Interesting outcome?
Upon reading one of John Reppy’s recent papers on Parallel CML, he makes mention of the need to avoid bus traffic generated by CAS instructions during spin-locking. He suggests testing for likely success using fetch / compare before actually issuing the CAS instruction.I just tried out my own version in Lisp, with / without taking care as he describes, and I see essentially zero difference over tests of 100-million iterations. It takes 55 secs User time, < 1 sec System time, and <20 sec Elapsed time on my Mac, either way. My CPU is clocking out at around 300% utilization, with the CPU meters pegged to the top for the duration.

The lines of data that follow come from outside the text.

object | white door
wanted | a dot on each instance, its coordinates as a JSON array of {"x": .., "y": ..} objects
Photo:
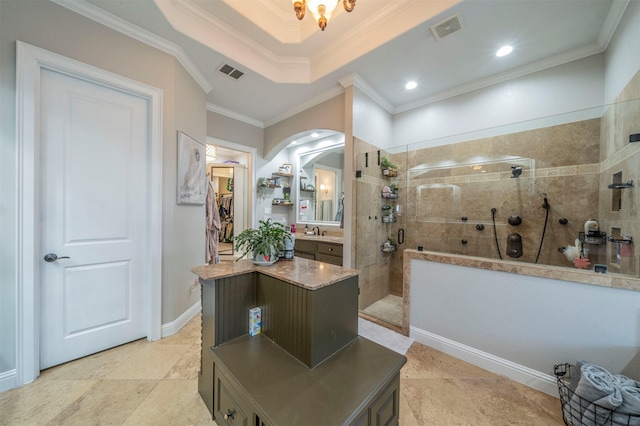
[{"x": 93, "y": 210}]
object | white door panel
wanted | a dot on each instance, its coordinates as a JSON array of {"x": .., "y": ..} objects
[{"x": 94, "y": 197}]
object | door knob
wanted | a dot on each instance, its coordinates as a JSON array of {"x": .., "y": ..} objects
[
  {"x": 228, "y": 415},
  {"x": 52, "y": 257}
]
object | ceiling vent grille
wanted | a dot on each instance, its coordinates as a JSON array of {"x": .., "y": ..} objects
[
  {"x": 230, "y": 71},
  {"x": 447, "y": 27}
]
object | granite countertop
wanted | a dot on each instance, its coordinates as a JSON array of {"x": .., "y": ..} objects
[
  {"x": 304, "y": 273},
  {"x": 612, "y": 280},
  {"x": 320, "y": 238}
]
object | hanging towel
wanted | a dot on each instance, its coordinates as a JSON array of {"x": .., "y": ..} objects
[{"x": 212, "y": 226}]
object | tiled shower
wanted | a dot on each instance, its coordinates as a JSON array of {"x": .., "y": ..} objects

(defmethod rmw ((cell cons) val-fn) ;; Read-Modify-Write using CAS spin-locking
(declare (function val-fn))
(loop for old = (car cell)
for new = (funcall val-fn old)
until (and ;; (eq old (car cell)) ;; <— comment / uncomment for pre-look
(sys:compare-and-swap (car cell) old new))))
(defun tst (n)
(let ((x (list nil)))
(labels ((grab (n)
(rmw x (constantly n)))
(iter (nn)
(loop for ix from nn to n by 4 do
(grab ix))))
(time
(par ;; get 4 threads running on my 4-core CPU
(iter 0)
(iter 1)
(iter 2)
(iter 3))
))))
;; —————————————————————————————————————
UM 18 > (tst #N100_000_000)
Timing the evaluation of (PAR (ITER 0) (ITER 1) (ITER 2) (ITER 3))
User time = 55.658
System time = 0.962
Elapsed time = 19.340
Allocation = 4,800,264,008 bytes
396 Page faults
T
So I’m wondering if LWM7.1/64 is already doing the pre-look ahead of a CAS issuance? Or maybe the newer Pentiums have somehow overcome the bus contention? (Mine is a Late 2014 Mac mini with a 2.6 GHz Intel Core i5). If not, then the bus contention must be totally buried by the looping overhead in my test...
- DM